Cont. Random Var has PDF f(x)=1/2 (0<=x<=1),=(3-x)/4 (1<=x<=3),=0 (otherwise)

[ka923]

Cont. Random Var has PDF f(x)=1/2 (0<=x<=1),=(3-x)/4 (1<=x<=3),=0 (otherwise)


the questions that i do not get are b and d
my teacher told me for q.b that 1/2 is half of the data we have therefore 1/2*2=1 but what i dont get is that the question is asking for the mediam of X so does that mean the random continuous variables are all median??
For question d.
by completing question c i know that u=13/12, 3u=13/4, 13/4-1=9/4
P(X<9/4)
then i 1/2*9/4*(3-9/4)/4 which isnt right as the mark scheme states i should have for this stage 1/2*3/4*(3-9/4)/4
what i do not understand is where did the 3/4 come from??
please explain thank you very much

 

[pka]

View attachment 10513
the questions that i do not get are b and d
my teacher told me for q.b that 1/2 is half of the data we have therefore 1/2*2=1 but what i dont get is that the question is asking for the mediam of X so does that mean the random continuous variables are all median?

There is the function:

\(\displaystyle f(x)=\begin{cases}\dfrac{1}{2} & 0\le x< 1 \\ \dfrac{3-x}{4} & 1\le x<3 \\ 0 &\text{otherwise}\end{cases}\)


Is it true that \(\displaystyle \int_0^1 {\frac{1}{2}dx} = \int_1^3 {\frac{{3 - x}}{4}dx = \frac{1}{2}}~? \)

How is the mean calculated?

 

[ka923]

should it not be adding the two numbers together and dividing it by 2?
assuming that the other function is also 1/2
my first guess would've been 1/2+1/2=1 1/2
but i know that i am wrong for sure

 

[Harry_the_cat]

(b) With a probability density function, the median is the x value where you can draw a vertical line to split the area under the curve in half. Since the area under a pdf is 1, then the area in each half must be 0.5. On your graph, draw a vertical line up from 1 (the given median). Does this give the area of 0.5 on both sides?
If so, then you have confirmed it is the median.

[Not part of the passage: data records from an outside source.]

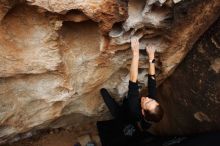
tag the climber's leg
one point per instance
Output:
(112, 105)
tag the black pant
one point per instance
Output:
(121, 131)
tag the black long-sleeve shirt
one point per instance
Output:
(133, 100)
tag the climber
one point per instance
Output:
(135, 115)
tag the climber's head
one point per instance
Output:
(151, 109)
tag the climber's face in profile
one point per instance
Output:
(149, 104)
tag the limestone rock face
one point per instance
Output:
(191, 96)
(56, 55)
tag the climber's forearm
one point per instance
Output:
(134, 67)
(151, 70)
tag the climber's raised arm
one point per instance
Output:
(151, 51)
(135, 59)
(151, 71)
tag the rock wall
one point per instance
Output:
(191, 95)
(56, 55)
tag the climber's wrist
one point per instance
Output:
(135, 53)
(151, 56)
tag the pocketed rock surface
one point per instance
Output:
(56, 55)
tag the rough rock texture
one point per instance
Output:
(56, 55)
(191, 96)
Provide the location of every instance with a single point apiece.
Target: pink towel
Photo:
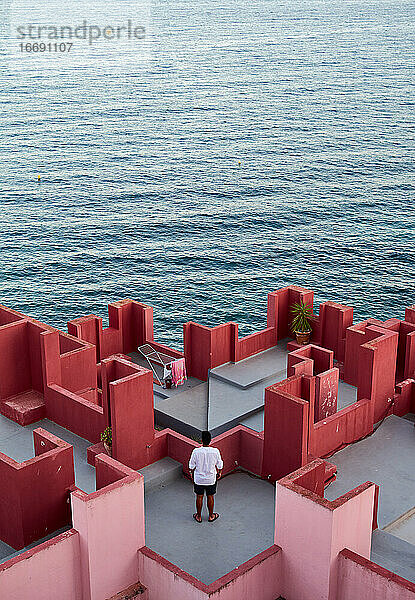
(178, 371)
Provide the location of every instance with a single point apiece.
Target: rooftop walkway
(233, 394)
(387, 458)
(17, 442)
(209, 550)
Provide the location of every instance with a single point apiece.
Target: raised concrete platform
(7, 552)
(404, 527)
(161, 473)
(393, 554)
(251, 371)
(17, 442)
(209, 550)
(387, 458)
(25, 408)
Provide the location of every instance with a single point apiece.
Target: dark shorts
(201, 489)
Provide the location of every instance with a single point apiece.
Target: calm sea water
(142, 194)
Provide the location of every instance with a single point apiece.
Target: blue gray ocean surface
(142, 194)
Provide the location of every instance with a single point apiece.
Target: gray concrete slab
(17, 442)
(161, 473)
(347, 395)
(404, 527)
(185, 412)
(386, 458)
(393, 554)
(209, 550)
(255, 421)
(7, 552)
(251, 370)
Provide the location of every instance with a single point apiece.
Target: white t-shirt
(205, 460)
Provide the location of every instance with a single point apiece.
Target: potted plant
(106, 437)
(301, 323)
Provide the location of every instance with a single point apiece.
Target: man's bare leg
(211, 504)
(199, 504)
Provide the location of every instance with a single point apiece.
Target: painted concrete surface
(190, 407)
(404, 527)
(161, 473)
(387, 458)
(251, 370)
(161, 393)
(7, 552)
(393, 554)
(17, 442)
(209, 550)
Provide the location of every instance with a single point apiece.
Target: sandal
(215, 516)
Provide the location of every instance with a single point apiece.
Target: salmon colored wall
(34, 493)
(360, 578)
(111, 529)
(259, 577)
(310, 551)
(39, 573)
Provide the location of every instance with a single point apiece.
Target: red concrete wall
(316, 360)
(254, 343)
(410, 314)
(360, 578)
(377, 370)
(404, 399)
(279, 304)
(89, 329)
(334, 321)
(129, 390)
(222, 337)
(197, 349)
(327, 385)
(34, 494)
(355, 337)
(79, 415)
(15, 371)
(285, 428)
(340, 429)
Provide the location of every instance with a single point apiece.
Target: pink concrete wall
(34, 494)
(260, 577)
(327, 384)
(362, 579)
(111, 529)
(310, 551)
(48, 572)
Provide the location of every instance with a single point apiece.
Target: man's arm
(192, 466)
(219, 466)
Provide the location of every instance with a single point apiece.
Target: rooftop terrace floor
(210, 550)
(233, 394)
(387, 458)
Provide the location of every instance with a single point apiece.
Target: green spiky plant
(106, 436)
(302, 315)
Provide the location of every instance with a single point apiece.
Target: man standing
(205, 466)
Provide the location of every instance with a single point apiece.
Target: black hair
(206, 438)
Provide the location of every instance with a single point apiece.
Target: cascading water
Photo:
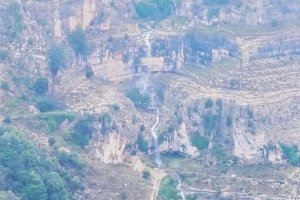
(155, 138)
(147, 43)
(180, 190)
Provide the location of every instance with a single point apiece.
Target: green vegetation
(291, 153)
(154, 9)
(146, 175)
(139, 100)
(3, 55)
(41, 86)
(78, 42)
(8, 195)
(46, 105)
(215, 2)
(213, 12)
(56, 58)
(167, 189)
(4, 86)
(13, 21)
(142, 143)
(69, 160)
(210, 122)
(208, 103)
(82, 131)
(53, 121)
(30, 173)
(199, 141)
(89, 73)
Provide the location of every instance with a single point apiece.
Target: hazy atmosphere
(149, 100)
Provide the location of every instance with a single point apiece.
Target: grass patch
(53, 121)
(199, 141)
(167, 189)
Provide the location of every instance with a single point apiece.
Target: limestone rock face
(111, 149)
(84, 15)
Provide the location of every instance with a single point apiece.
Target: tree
(78, 42)
(35, 188)
(41, 86)
(56, 58)
(199, 141)
(82, 132)
(142, 143)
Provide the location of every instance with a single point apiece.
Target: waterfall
(155, 138)
(148, 44)
(179, 188)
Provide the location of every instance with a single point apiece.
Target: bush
(210, 122)
(82, 131)
(215, 2)
(167, 189)
(14, 21)
(142, 143)
(51, 141)
(199, 141)
(53, 121)
(3, 55)
(29, 172)
(69, 160)
(116, 107)
(4, 86)
(146, 175)
(291, 153)
(56, 58)
(41, 86)
(139, 100)
(7, 120)
(229, 121)
(78, 42)
(89, 73)
(154, 9)
(46, 105)
(208, 103)
(213, 12)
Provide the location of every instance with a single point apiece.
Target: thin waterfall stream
(180, 190)
(155, 138)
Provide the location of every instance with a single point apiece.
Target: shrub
(14, 21)
(82, 131)
(146, 175)
(69, 160)
(30, 173)
(210, 122)
(116, 107)
(208, 103)
(228, 121)
(78, 42)
(291, 153)
(89, 72)
(51, 141)
(213, 12)
(4, 86)
(53, 121)
(46, 105)
(199, 141)
(167, 189)
(139, 100)
(154, 9)
(41, 86)
(3, 55)
(7, 120)
(142, 143)
(56, 58)
(215, 2)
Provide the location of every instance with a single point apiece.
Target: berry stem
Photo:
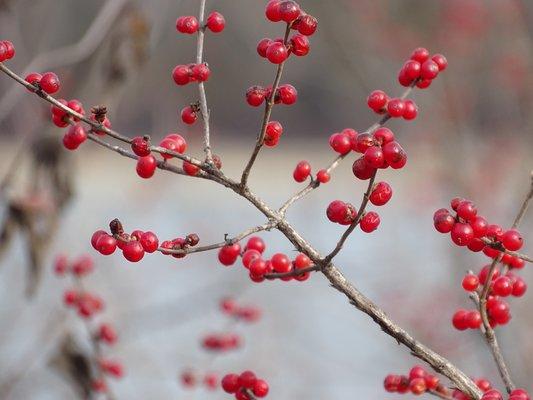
(490, 335)
(266, 117)
(204, 110)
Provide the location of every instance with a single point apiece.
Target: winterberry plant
(369, 151)
(88, 307)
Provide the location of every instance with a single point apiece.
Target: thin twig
(355, 222)
(204, 110)
(266, 118)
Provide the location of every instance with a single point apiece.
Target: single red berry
(377, 100)
(277, 53)
(441, 61)
(255, 96)
(281, 263)
(133, 251)
(187, 24)
(288, 94)
(462, 234)
(381, 194)
(374, 157)
(459, 320)
(470, 282)
(289, 10)
(502, 286)
(419, 54)
(306, 24)
(429, 70)
(49, 83)
(340, 143)
(395, 107)
(369, 222)
(260, 388)
(300, 45)
(140, 146)
(216, 22)
(106, 244)
(247, 379)
(512, 240)
(146, 166)
(181, 75)
(149, 242)
(362, 170)
(323, 176)
(410, 111)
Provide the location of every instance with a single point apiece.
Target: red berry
(377, 100)
(420, 54)
(502, 286)
(512, 240)
(188, 24)
(299, 45)
(49, 83)
(429, 70)
(369, 222)
(133, 251)
(146, 166)
(140, 146)
(470, 282)
(216, 22)
(381, 194)
(306, 24)
(189, 115)
(396, 107)
(462, 234)
(289, 10)
(106, 244)
(362, 170)
(255, 96)
(441, 61)
(288, 94)
(374, 157)
(410, 111)
(459, 320)
(323, 176)
(394, 155)
(340, 143)
(181, 75)
(281, 263)
(260, 388)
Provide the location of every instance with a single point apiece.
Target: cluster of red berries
(278, 50)
(244, 384)
(87, 305)
(285, 94)
(248, 314)
(215, 22)
(252, 259)
(7, 50)
(467, 228)
(417, 382)
(184, 74)
(421, 68)
(47, 82)
(381, 103)
(135, 244)
(190, 378)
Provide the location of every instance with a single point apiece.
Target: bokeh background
(473, 138)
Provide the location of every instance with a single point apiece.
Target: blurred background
(473, 138)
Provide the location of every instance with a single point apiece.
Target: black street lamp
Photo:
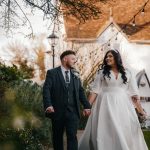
(52, 40)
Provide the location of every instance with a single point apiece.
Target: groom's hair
(67, 52)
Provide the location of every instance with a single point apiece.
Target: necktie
(67, 76)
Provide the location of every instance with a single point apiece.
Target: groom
(62, 94)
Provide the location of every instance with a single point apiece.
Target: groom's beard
(69, 66)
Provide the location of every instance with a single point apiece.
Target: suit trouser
(68, 122)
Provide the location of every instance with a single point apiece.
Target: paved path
(78, 135)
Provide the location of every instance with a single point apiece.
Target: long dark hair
(106, 68)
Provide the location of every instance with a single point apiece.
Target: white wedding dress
(113, 123)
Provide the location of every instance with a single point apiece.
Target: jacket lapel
(75, 81)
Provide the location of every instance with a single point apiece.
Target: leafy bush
(23, 124)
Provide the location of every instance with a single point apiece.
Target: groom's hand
(86, 112)
(50, 109)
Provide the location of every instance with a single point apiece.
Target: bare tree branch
(81, 9)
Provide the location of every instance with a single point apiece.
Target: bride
(113, 123)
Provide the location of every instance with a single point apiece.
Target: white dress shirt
(63, 72)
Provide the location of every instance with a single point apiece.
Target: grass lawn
(147, 138)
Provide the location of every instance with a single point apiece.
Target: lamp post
(52, 40)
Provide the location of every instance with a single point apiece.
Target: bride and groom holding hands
(112, 122)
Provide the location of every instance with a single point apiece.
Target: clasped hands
(137, 104)
(86, 112)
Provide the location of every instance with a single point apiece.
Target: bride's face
(110, 59)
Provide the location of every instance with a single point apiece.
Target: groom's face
(70, 60)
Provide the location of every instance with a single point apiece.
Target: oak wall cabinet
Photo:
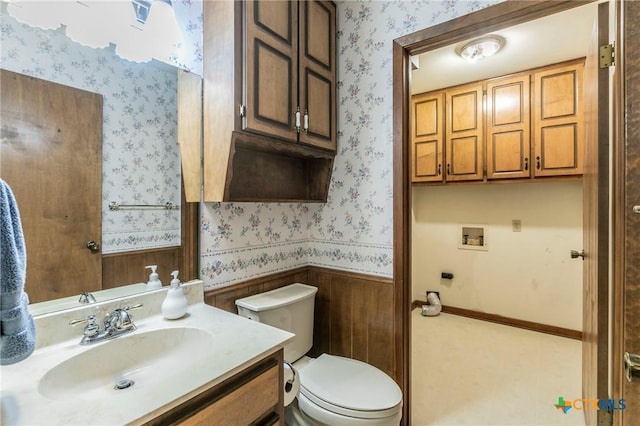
(558, 128)
(427, 136)
(464, 147)
(508, 127)
(521, 126)
(269, 100)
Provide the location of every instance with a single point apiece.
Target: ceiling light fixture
(481, 48)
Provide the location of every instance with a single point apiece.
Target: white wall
(527, 275)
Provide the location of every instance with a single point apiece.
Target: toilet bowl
(342, 391)
(334, 391)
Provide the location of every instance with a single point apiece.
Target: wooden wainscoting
(353, 312)
(354, 317)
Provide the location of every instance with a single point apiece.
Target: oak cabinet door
(558, 128)
(508, 127)
(465, 133)
(427, 137)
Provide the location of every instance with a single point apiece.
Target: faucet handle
(86, 298)
(136, 306)
(91, 329)
(90, 319)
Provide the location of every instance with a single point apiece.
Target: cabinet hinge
(607, 56)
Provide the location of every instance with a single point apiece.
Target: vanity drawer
(252, 397)
(243, 406)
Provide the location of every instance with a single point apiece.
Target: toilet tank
(288, 308)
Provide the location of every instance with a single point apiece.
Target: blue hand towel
(17, 329)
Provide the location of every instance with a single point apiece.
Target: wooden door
(628, 340)
(558, 127)
(464, 149)
(595, 309)
(317, 45)
(271, 80)
(508, 127)
(51, 156)
(427, 137)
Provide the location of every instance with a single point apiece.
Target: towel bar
(114, 206)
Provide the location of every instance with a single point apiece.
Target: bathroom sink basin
(137, 361)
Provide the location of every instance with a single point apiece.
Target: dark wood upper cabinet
(269, 100)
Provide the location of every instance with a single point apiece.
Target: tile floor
(472, 372)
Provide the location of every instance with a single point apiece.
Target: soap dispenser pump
(175, 304)
(154, 282)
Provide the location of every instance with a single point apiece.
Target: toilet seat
(350, 387)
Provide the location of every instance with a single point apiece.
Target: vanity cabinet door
(558, 127)
(465, 133)
(508, 127)
(427, 137)
(271, 68)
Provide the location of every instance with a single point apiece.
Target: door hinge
(607, 56)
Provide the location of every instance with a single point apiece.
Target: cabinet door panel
(558, 146)
(508, 127)
(558, 120)
(510, 153)
(271, 70)
(465, 133)
(427, 137)
(318, 73)
(273, 79)
(464, 158)
(274, 17)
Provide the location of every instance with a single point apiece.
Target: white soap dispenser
(154, 282)
(175, 304)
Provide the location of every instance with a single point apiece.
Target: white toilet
(334, 391)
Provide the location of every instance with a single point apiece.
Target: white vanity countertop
(239, 343)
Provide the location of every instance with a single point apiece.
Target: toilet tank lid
(277, 298)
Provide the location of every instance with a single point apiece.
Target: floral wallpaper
(353, 231)
(141, 160)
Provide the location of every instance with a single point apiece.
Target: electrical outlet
(516, 225)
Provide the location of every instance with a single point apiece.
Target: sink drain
(123, 384)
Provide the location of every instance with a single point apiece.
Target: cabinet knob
(297, 120)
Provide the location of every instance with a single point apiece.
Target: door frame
(484, 21)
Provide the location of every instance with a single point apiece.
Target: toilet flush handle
(576, 254)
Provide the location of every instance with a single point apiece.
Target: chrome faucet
(86, 298)
(116, 323)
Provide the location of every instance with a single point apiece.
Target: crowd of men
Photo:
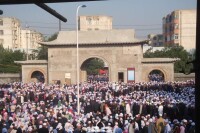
(152, 107)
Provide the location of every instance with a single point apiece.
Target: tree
(93, 65)
(181, 66)
(42, 52)
(7, 58)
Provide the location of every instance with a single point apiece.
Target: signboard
(68, 75)
(38, 1)
(130, 75)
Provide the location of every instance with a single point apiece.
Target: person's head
(78, 125)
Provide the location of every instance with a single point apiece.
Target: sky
(144, 16)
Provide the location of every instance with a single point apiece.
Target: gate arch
(33, 71)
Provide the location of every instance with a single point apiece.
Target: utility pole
(59, 25)
(26, 42)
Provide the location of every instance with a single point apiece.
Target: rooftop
(116, 36)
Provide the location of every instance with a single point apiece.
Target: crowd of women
(107, 107)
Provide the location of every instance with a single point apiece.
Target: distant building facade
(88, 23)
(31, 38)
(179, 28)
(12, 36)
(155, 40)
(9, 32)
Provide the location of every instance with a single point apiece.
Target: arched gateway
(118, 48)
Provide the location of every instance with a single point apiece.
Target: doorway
(120, 77)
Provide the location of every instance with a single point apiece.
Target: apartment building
(155, 40)
(87, 23)
(12, 36)
(29, 39)
(179, 28)
(9, 32)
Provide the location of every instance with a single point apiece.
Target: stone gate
(119, 49)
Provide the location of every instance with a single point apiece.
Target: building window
(89, 20)
(1, 32)
(176, 36)
(1, 41)
(176, 16)
(1, 21)
(176, 26)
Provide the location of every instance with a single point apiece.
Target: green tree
(42, 52)
(7, 58)
(180, 66)
(93, 65)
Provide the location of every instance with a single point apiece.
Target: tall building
(29, 39)
(12, 36)
(95, 23)
(155, 40)
(179, 28)
(9, 32)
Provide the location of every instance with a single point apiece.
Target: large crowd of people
(106, 107)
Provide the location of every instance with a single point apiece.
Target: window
(176, 36)
(1, 41)
(89, 20)
(176, 26)
(1, 32)
(176, 16)
(1, 21)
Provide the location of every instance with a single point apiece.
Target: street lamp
(77, 59)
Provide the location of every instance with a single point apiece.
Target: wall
(9, 77)
(118, 57)
(183, 77)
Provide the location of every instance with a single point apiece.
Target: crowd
(156, 77)
(98, 78)
(153, 107)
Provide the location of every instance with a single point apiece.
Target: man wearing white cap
(167, 126)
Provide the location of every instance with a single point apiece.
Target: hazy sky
(145, 16)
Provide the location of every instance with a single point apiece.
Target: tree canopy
(180, 66)
(42, 52)
(7, 58)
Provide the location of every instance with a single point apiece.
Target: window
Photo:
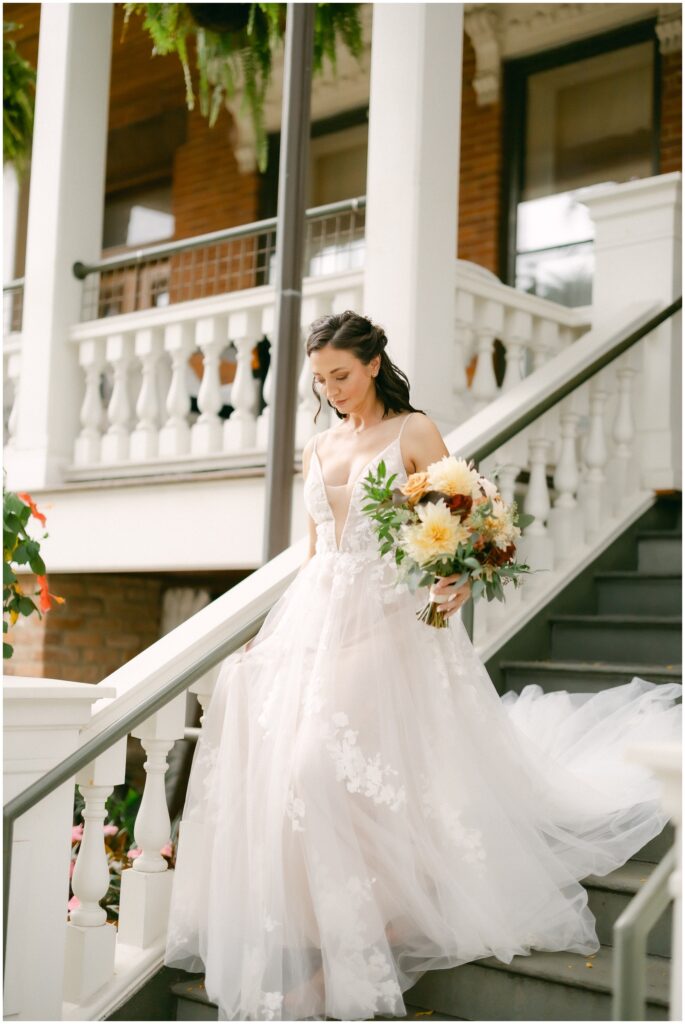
(574, 118)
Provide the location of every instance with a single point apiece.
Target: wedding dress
(362, 806)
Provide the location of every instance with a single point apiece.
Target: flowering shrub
(20, 549)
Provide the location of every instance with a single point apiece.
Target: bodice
(357, 534)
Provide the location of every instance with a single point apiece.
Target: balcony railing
(220, 262)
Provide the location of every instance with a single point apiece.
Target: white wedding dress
(364, 807)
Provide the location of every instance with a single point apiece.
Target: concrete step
(193, 1004)
(555, 986)
(608, 895)
(657, 847)
(645, 639)
(639, 593)
(659, 551)
(583, 677)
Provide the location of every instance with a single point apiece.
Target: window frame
(515, 74)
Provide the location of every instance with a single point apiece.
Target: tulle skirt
(364, 807)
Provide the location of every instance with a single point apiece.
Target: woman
(362, 806)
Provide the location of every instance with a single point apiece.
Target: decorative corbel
(481, 26)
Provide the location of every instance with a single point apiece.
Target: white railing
(136, 383)
(101, 967)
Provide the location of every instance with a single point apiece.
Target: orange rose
(416, 486)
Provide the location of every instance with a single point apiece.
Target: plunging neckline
(351, 484)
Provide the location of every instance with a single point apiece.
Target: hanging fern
(18, 89)
(234, 44)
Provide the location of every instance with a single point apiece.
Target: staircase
(619, 619)
(622, 619)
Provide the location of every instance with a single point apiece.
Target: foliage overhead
(18, 89)
(234, 45)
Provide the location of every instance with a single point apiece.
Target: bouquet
(446, 520)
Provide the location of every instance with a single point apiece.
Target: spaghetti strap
(401, 429)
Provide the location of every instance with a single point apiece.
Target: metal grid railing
(221, 261)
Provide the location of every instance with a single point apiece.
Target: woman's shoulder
(422, 441)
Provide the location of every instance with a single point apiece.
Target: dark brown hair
(354, 333)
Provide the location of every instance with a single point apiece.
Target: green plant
(234, 44)
(18, 89)
(20, 549)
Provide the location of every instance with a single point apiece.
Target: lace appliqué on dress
(365, 775)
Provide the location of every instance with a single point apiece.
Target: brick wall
(480, 172)
(672, 115)
(103, 623)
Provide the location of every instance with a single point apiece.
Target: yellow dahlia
(437, 534)
(454, 476)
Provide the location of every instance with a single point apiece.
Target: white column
(10, 206)
(412, 194)
(66, 206)
(638, 255)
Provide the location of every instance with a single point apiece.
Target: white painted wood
(211, 339)
(638, 253)
(413, 168)
(65, 224)
(42, 723)
(144, 438)
(115, 443)
(175, 434)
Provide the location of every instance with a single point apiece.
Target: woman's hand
(448, 597)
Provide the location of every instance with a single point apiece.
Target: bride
(362, 806)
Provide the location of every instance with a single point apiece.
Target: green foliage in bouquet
(18, 92)
(234, 45)
(488, 569)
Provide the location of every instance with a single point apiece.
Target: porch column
(412, 194)
(638, 257)
(66, 207)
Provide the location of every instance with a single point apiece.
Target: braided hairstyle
(357, 334)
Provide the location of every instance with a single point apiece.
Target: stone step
(583, 677)
(194, 1005)
(645, 639)
(554, 986)
(659, 551)
(657, 847)
(638, 593)
(608, 895)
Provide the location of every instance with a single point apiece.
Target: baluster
(175, 434)
(536, 543)
(145, 891)
(517, 337)
(595, 458)
(489, 318)
(206, 432)
(13, 375)
(115, 443)
(564, 519)
(144, 436)
(312, 307)
(89, 951)
(240, 431)
(465, 344)
(87, 445)
(625, 481)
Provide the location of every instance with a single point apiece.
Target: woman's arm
(422, 445)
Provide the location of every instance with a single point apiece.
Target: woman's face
(342, 378)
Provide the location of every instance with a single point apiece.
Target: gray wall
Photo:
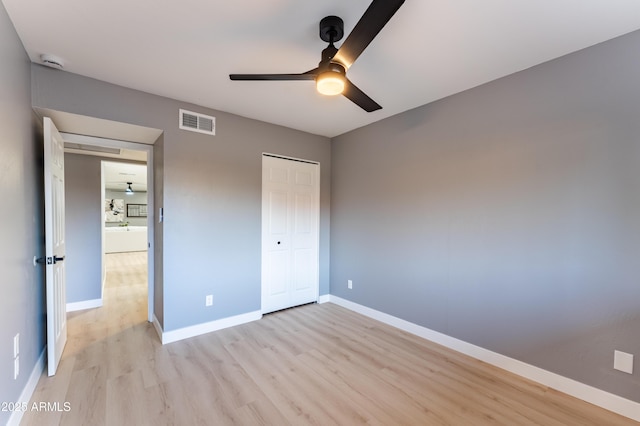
(83, 226)
(215, 182)
(507, 216)
(21, 220)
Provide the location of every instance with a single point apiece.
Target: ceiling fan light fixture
(330, 83)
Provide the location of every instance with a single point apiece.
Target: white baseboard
(85, 304)
(208, 327)
(324, 298)
(606, 400)
(28, 390)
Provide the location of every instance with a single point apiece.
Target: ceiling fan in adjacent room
(330, 74)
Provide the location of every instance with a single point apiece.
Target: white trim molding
(85, 304)
(28, 390)
(603, 399)
(207, 327)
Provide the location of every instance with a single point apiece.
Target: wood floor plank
(311, 365)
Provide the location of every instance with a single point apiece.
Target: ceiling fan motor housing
(331, 29)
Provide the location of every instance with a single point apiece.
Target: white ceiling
(429, 50)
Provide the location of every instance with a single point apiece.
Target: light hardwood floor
(315, 364)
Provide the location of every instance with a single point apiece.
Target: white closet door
(290, 229)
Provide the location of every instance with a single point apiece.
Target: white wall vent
(196, 122)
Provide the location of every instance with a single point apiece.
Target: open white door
(290, 232)
(54, 244)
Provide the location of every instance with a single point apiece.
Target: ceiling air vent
(197, 122)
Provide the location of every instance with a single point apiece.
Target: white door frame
(317, 228)
(114, 143)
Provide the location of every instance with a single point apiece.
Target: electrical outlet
(623, 361)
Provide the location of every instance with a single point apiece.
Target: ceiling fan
(330, 74)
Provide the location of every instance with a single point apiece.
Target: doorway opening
(124, 235)
(114, 211)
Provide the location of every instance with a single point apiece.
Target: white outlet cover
(623, 361)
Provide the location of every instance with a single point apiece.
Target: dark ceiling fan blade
(367, 28)
(360, 98)
(309, 75)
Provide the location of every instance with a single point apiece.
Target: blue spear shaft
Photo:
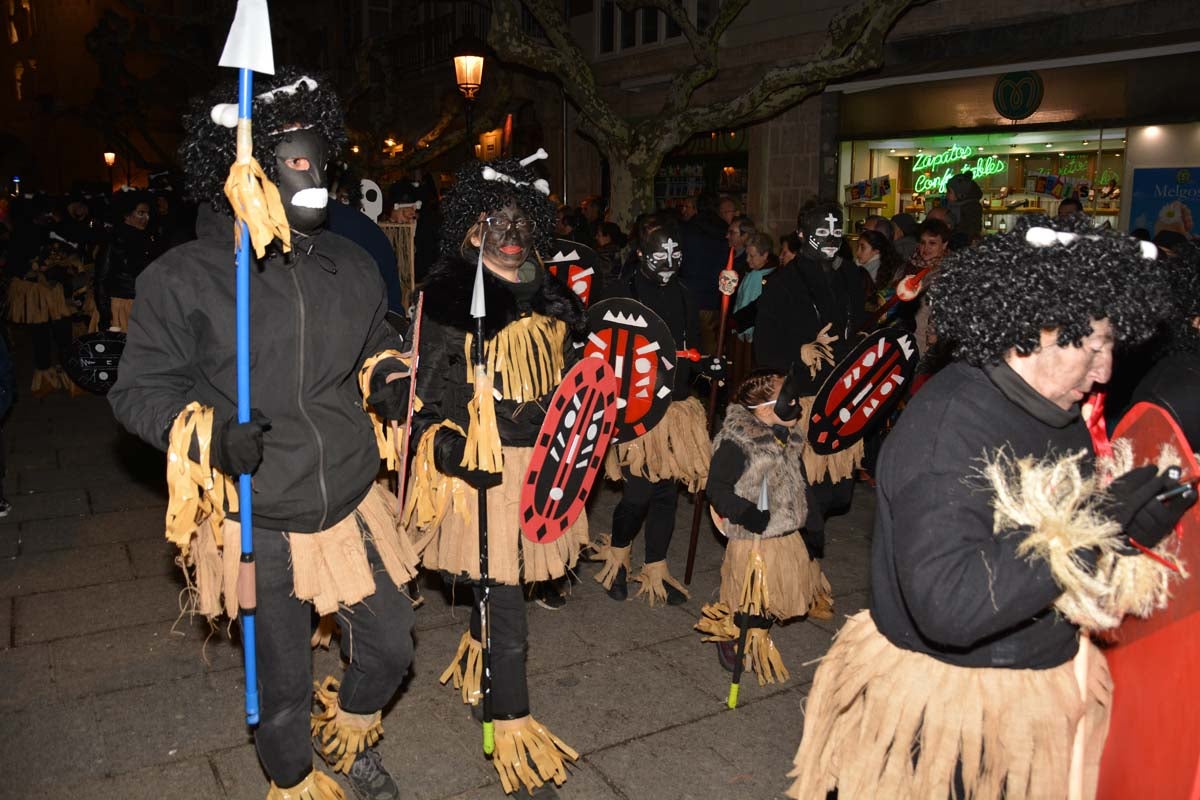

(d) to find P(X<2.25), you need to find the area under your graph to the left of 2.25. There are several ways to do this:
(1) integrate the first part of the hybrid function from 0 to 1 + integrate the second part of the hybrid function from 1 to 2.25
or
(2) forget about integrating and just find the area (as the sum of the area of a rectangle and a triangle)
or
(3) easiest way: You know the area under the pdf is 1, so just subtract the area of the little triangle on the right from 1.
(The area of the triangle is 0.5 x 0.75 x (3-2.25)/4). Maybe that's where the 3/4 (or 0.75) comes in.

 

[Harry_the_cat]

should it not be adding the two numbers together and dividing it by 2?
assuming that the other function is also 1/2 - but it's not so you cant do that.
my first guess would've been 1/2+1/2=1 1/2
but i know that i am wrong for sure

To calculate the mean you will need to use integration.

Mean = \(\displaystyle \int x*f(x) dx\) for the domain 0 to 3.

But because your case is a hybrid function, you will need to split it up from 0 to 1 (using f(x) =1/2) and then from 1 to 3 using the other part of the hybrid function.